Porky throws the dog out several times but each time, Charlie returns to demonstrate how wonderful he would be to have around. He even pretends to be a baby left in a basket outside the door. Porky leads Charlie on for a minute, then kicks the entire basket down the hall. Disguised as an old lady, Charlie hits Porky with an umbrella while berating him for being a brute to an innocent baby. Porky ends up being chased out of the room; he knocks angrily until Charlie opens the door. At this point, Porky demands the dog get out once and for all. Charlie conducts a fake suicide by jumping from the window onto an unlikely stack of mattresses piled up from the street. Frustrated, Porky slams the window and closes the curtains.

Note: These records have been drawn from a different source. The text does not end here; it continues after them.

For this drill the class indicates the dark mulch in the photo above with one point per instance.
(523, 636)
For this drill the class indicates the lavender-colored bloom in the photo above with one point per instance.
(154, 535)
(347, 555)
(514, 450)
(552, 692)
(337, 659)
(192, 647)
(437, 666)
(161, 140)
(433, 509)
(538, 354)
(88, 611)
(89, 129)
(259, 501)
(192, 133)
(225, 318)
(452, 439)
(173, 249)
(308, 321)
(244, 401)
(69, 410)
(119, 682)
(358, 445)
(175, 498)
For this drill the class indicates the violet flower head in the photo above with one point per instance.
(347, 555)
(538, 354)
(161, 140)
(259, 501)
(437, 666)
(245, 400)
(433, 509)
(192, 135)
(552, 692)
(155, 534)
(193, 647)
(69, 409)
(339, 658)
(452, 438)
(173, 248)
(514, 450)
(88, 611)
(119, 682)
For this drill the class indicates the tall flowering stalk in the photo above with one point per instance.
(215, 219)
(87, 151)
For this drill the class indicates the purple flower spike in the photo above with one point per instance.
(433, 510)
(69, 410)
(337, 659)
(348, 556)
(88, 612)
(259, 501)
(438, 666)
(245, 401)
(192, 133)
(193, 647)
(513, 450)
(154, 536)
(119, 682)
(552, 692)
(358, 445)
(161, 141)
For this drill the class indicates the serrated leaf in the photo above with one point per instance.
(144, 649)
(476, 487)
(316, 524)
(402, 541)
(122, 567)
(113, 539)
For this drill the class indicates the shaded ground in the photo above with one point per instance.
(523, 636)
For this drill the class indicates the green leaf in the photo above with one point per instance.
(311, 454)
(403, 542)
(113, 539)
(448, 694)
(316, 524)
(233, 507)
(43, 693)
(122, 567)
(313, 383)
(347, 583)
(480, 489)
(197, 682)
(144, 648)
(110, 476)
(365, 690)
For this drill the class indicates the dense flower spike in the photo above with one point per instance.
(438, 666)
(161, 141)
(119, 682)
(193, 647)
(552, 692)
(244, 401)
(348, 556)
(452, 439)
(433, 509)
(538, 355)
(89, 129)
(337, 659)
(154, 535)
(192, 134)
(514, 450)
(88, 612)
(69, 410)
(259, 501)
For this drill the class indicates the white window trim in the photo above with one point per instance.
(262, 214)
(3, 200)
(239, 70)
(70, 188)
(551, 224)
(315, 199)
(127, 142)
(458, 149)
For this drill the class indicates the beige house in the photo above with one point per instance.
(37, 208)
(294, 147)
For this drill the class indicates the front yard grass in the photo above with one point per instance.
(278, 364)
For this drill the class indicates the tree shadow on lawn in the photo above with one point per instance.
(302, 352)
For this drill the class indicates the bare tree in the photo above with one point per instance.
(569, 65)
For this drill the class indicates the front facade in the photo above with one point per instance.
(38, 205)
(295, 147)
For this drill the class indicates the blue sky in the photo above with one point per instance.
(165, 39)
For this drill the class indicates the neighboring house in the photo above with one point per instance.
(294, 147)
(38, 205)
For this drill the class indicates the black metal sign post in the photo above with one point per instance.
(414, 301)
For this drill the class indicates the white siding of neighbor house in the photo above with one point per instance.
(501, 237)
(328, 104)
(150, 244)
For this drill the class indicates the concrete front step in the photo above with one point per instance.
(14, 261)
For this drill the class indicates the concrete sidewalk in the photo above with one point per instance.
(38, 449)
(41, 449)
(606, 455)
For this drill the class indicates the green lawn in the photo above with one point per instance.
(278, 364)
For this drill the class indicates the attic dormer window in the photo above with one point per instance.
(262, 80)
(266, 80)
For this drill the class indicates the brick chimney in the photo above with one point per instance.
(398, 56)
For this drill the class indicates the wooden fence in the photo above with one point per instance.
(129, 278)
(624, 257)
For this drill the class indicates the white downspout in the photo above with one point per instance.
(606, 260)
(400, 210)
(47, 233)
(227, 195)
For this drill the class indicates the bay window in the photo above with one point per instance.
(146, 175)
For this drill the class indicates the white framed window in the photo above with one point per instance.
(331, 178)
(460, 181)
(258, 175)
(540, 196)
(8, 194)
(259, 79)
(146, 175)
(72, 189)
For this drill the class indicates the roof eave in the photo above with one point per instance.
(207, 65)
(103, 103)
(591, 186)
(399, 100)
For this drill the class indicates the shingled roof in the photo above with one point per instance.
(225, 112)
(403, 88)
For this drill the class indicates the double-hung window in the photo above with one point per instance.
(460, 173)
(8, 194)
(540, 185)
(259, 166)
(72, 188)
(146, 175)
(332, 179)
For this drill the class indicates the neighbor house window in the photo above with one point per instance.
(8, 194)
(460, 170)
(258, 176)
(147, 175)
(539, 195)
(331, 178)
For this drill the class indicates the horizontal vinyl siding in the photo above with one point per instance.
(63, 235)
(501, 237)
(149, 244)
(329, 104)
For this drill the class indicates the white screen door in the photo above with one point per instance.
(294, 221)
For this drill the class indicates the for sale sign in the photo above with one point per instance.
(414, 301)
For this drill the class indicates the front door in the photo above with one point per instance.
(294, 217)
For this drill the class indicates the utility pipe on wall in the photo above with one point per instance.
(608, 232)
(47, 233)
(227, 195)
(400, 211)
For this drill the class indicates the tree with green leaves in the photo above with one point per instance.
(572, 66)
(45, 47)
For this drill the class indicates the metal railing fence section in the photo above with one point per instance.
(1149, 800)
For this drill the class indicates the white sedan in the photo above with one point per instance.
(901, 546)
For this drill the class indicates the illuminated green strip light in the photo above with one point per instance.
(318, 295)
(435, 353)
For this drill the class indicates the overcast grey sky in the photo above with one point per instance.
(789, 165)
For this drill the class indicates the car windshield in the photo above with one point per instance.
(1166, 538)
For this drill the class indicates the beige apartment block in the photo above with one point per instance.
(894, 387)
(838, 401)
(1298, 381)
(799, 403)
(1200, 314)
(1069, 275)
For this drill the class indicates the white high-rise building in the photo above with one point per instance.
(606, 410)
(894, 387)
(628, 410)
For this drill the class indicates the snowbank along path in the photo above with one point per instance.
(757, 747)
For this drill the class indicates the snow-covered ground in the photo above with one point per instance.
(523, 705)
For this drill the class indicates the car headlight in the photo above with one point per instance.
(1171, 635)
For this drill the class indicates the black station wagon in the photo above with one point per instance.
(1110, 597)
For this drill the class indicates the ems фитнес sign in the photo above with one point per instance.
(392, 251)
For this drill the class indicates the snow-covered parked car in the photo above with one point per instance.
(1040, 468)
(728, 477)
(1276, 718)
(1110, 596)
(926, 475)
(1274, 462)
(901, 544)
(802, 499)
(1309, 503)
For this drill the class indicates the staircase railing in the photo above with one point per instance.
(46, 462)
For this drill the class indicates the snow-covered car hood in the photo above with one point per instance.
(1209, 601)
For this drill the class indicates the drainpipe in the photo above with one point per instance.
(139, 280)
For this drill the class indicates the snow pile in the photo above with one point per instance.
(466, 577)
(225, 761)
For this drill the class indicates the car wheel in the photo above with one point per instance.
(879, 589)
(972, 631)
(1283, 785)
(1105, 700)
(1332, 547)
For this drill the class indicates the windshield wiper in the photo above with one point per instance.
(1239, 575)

Porky initially believes the next knock on his door is Charlie, but it is his lunch, and he prepares to dig in. When he lifts the warming lid, Charlie is trussed up on the plate. Porky is holding a knife and the dog puts on an over-the-top performance begging Porky not to use it on him. He promises to do several chores if he is allowed to stay. Porky appears to give in. Pretending to be pinning a paper pattern for the coat onto Charlie, Porky succeeds in wrapping the dog up for mailing, and sticks a label on him reading, "To Siberia". In spite of being stuffed into a mailbox, Charlie returns wearing traditional clothing and, while doing the Cossack dance, kicks Porky in the rear end until he ejects him into the hall. The upstairs neighbor phones threatening to come down to stop the noise. Charlie responds by counter-threatening the man. He tricks Porky into going upstairs, and the man beats him up.

The man then drops off the injured Porky, who finally submits to making Charlie his pet. However, Charlie has changed his mind and as he starts to leave, Porky finally snaps and forces him to stay. The screen fades to black, then the cartoon returns with a scene similar to an earlier one, but with the roles of dog and master reversed. Charlie tries to sneak away, but Porky's growls force him back into the chair.

==Home media==
Awful Orphan was released on DVD in 2003 on disc 3 of Looney Tunes Golden Collection: Volume 1. It was later released on Blu-ray in 2026 on disc 2 of Looney Tunes Collector's Vault: Volume 2.